Open VictorEijkhout opened 3 months ago
Is this on a Sapphire Rapids machine by any chance? I wonder if the compiler is generating AVX512-FP16 instructions that the assembler doesn't know what to do with.
In any case, yes, apologies for the -march=native
difficulties. We're thinking about/working on a version with true multiple SIMD dispatch capabilities, and in the meantime, we've opted to use -march=native
by default and document that we're doing so.
You're right, I'm compiling on a Sapphire Rapids. (Stampede3 at TACC in case you're wondering: https://docs.tacc.utexas.edu/hpc/stampede3/#system-login )
Using -march=native
(and consequently disabling cross-compiling by default) is an unfortunate side-effect of making the typical user-experience smooth.
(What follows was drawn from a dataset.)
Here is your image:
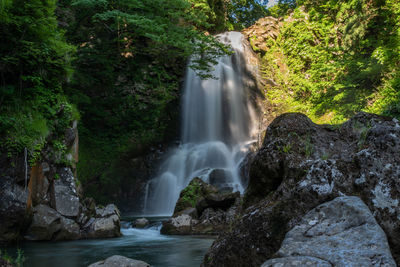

One option could be to add an "ISA_CFLAGS
" variable (within common.mk
that inherits from the env). System admins/cross-compilers can tweak the ISA setting by setting that ISA_CFLAGS
on the command-line and then compiling. (And if the ISA_CFLAGS
is undefined, then the usual -march=native
/-mcpu=apple-m1
/-xhost
etc are used, as relevant)
What ISA(s) would you be compiling for?
At the moment I have a bunch of Intels, AMD, and Grace/Grace.
Why do you do everything through the common.mk
? I'm surprised to find a package these days that doesn't use at least autotools or preferably cmake.
What are the ISAs for the Intels - Corrfunc uses at most the AVX512F + VL intrinsics? Separately, are the Grace ones AARCH64?
Regarding common.mk
- it's mostly historical really. Back in 2012 when I started writing the Corrfunc predecessor, I didn't know autotools (and I still don't) and so went with the common.mk
solution. Over the years, we have added a lot of checks into common.mk
and now it is not worth the effort to migrate to a different solution.
If you are comfortable with autotools
and would be willing/able to contribute a patch, that would be quite welcome!
By the way, I just encountered the same issue on my local cluster at American University. Removing -march=native
solved the problem.
@johannesulf If you remove the -march=native
, then you will only have the fallback
kernel and lose the performance boost from the SIMD kernels. Might be best to at least add the minimum ISA, say, -mavx2
(ideally the ISA of the runtime CPU) in place of the -march=native
flag.
This goes away if I remove the
arch=native
flag. (Totally bizarre. How can you generate instructions that don't exist if you compile for native arch?)Using the
native
flag makes it impossible to compile for supercomputer clusters where the build node is often different from the compute node.